AWS Big Data Blog

Automate deployment of data and AI applications with Amazon SageMaker Unified Studio CI/CD CLI

Organizations building data and AI applications in Amazon SageMaker Unified Studio combine multiple AWS services, including AWS Glue, Amazon Athena, Amazon Managed Workflows for Apache Airflow (Amazon MWAA), Amazon SageMaker AI, and Amazon Quick Sight, into single applications. Promoting these applications from development to test and production stages requires substituting service-specific configurations for each stage and provisioning resources in the correct order.

Data teams understand which services their applications need but lack continuous integration and continuous delivery (CI/CD) expertise, while DevOps teams understand deployment automation but must learn each AWS service’s provisioning requirements.

The CI/CD CLI for Amazon SageMaker Unified Studio (aws-smus-cicd-cli) is an open source command line tool that automates deployment of multi-service data and AI applications across pipeline stages. Data teams define their application once in a YAML manifest, DevOps teams deploy with a single command, and the CLI handles configuration substitution, dependency ordering, and resource provisioning automatically. For details, see the CI/CD CLI documentation.

In this post, we walk through how the CI/CD CLI works, show you how to deploy a real application across environments, and demonstrate how it fits into your existing CI/CD workflows.

Customer spotlight

Bureau Veritas, a global leader in testing, inspection, and certification, operates across multiple SageMaker Unified Studio environments to support its data and AI teams. With their data and DevOps teams working on different parts of the application lifecycle, Bureau Veritas needed a controlled way to promote workloads from development through test to production while preserving clear ownership boundaries between the two teams.

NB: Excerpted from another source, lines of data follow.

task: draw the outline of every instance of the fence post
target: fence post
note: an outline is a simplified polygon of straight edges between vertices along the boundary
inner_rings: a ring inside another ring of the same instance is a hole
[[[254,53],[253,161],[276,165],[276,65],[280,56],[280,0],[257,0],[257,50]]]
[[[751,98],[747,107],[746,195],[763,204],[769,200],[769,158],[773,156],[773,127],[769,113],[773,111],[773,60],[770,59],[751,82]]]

“We need to promote data and AI applications across SageMaker Unified Studio environments in a controlled way that respects the boundaries between our data teams and our DevOps teams. The CI/CD CLI does exactly that — a single manifest from the data team, a single deploy command from DevOps, and full control over what goes to production.”

— Gilles Kempf, Architecture Manager, Bureau Veritas

How the CI/CD CLI works

The CI/CD CLI introduces a clean separation of concerns between data teams and DevOps teams.

Data teams define what to deploy in a declarative YAML manifest (manifest.yaml). The manifest describes the application’s resources, including AWS Glue extract, transform, and load (ETL) jobs, Athena queries, Airflow directed acyclic graphs (DAGs), Quick Sight dashboards, and SageMaker training jobs, along with stage-specific configurations for each environment.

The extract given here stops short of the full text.